The refusal to quash an attachment, is not revisable on error. Instead of entertaining the motion, even where the suggestion upon which it is made is well founded, the primary court may put the defendant to a plea in abatement. A defect in the bond, or the want of a bond, as well as the error pointed out in the writ itself, may be corrected by the substitution of a proper bond, find the amendment of the writ, so as to require the sheriff to whom it is addressed to attach the defendant’s estate, instead of commanding the plaintiff himself to perform this service. [Reynolds v. Bell, 3 Ala. Rep. 57; Massey v. Walker, 8 Id. 167; Johnson v. Wren, 3 Ala. Rep. 172; Lowry v. Stowe, 7 Por. Rep. 486; Alford v. Johnson, 9 Ibid. 320; Clay’s Dig. 54, § 3.]

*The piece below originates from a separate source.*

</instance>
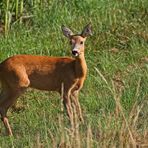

In Cobb v. Miller, Ripley & Co. 9 Ala. Rep. 499, we say that it is indicated by several previous adjudications, that the twelfth rule for the regulation of the “ practice in the circuit *474and county courts,” which declares that “ no plea in abatement shall be received, if objected to, unless by the indorsement of the clerk, it appear to have been filed within the time allowed for pleading,” is not so imperative as to require a literal compliance with its terms. And it is strongly intimated that a defendant is not bound to plead in abatement of an attachment, until the plaintiff’s declaration was filed. But if it be conceded that it were competent for the defendant to show when the declaration was filed, and that his plea was tendered in due season thereafter, and that the rejection of such evidence was revisable, in the present case we think no error prejudicial to the defendant has resulted from the ruling of the county court. The plea which the defendant offered, prays that the attachment be quashed for two distinct causes. 1. Because it was issued without an affidavit having been made, such as the statute requires. 2. Because the writ of attachment (though properly addressed) commands the plaintiff eo nomine to attach the defendant’s estate.
In Cobb v. Force, Brothers & Co. 6 Ala. Rep. 468, it was determined that a plea which unites two distinct matters of abatement, is bad. This decision was re-affirmed in Cobb v. Miller, Ripley & Co. 9 Ala. Rep. 499. We have repeatedly held that pleas in abatement do not come within our statutes of amendment, and are not amendable according to the principles of the common law. As, then, the plea which the defendants filed was bad, and might have been stricken out on motion, or adjudged bad on demurrer, and could not have been amended, they are not prejudiced by the rejection of the evidence they offered to the court. It therefore follows, that the judgment of the county court must be affirmed.